Council tax in Hampshire is set to rise after the county’s police and crime panel approved plans to raise the police precept by £15.

The increase, which equates to 29p a week, is to be used to allow Hampshire Constabulary “to respond more fully”, with the force saying they will be able to investigate up to 26,000 more crimes with the new funds.

The Police and Crime Commissioner for Hampshire, Michael Lane, said that it was “good news for all residents” but a Liberal Democrat candidate for his job said that the increase was evidence of “just how woeful” government funding for Hampshire Constabulary was.

The police precept is the proportion of council tax that is paid by residents to fund police work in their force area. In Hampshire, it pays for around 40 per cent of the police budget.

There has been an increase in the precept every year since 2013, which for a number of years was set as a 1.99 per cent increase. For 2021, the rise will be £15 for a band D property, the second highest increase since the introduction of police and crime commissioners in 2012.

This will raise around £10 million for Hampshire Constabulary, which will be put to a variety of uses.
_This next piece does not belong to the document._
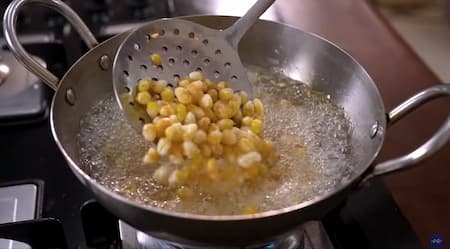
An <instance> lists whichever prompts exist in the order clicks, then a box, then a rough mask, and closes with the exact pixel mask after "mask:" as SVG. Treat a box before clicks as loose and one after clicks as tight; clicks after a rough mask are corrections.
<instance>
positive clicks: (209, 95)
mask: <svg viewBox="0 0 450 249" xmlns="http://www.w3.org/2000/svg"><path fill="white" fill-rule="evenodd" d="M207 93H208V95H209V96H211V99H212V100H213V102H216V101H217V100H218V99H219V94H218V93H217V90H216V89H209V90H208V92H207Z"/></svg>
Officers say they will have the capacity to investigate up to 26,000 more crimes, maintain PCSO numbers, and have targeted support for rural initiatives. They also claim to be able to reduce offending by 1000 crimes, though how this is to be achieved is not stated.

A consultation was put out to residents, with 8.348 responding. 66.1 per cent indicated they supported the £15 increase. 34.26 per cent said the increase should be spent on crime prevention, while 29.14 per cent said it should be spent on youth diversion.

Michael Lane said: “The last year is not a year any of us would have wanted and the challenges are not over yet. The pandemic has created a great deal of uncertainty and financial strain for so many people, I had to be strongly convinced that it is the right thing to do to increase the police precept at all.

“Policing has continued to be under significant pressure over the last year, with increased responsibility to enforce the coronavirus restrictions and while some crimes have reduced with more people at home there has been an increase in other crimes like domestic and sexual abuse.

The Chief Constable set out a compelling operational case to me for an increase that would enable the continued policing effort to enforce the restrictions, and to look ahead to the rest of the year and beyond to investigate more crimes and make more arrests.”

However, Richard Murphy, a Liberal Democrat candidate for the role, said that the increase would not change Hampshire being “a poorly funded area” for policing, receiving £43.5 million less than the national average from the government.

He said: “Unbelievably, while the government boasts of funding new officers, the £2.6m additional funding from central government pays salaries but does not cover the costs of equipping and training these new officers. The force is already needing to plan for cuts elsewhere in future years to be able to pay for the higher numbers of officers coming through.

Today’s decision by the Police and Crime Panel to support the proposed annual £15 increase in the Council Tax funding highlights just how woeful the government funding is.”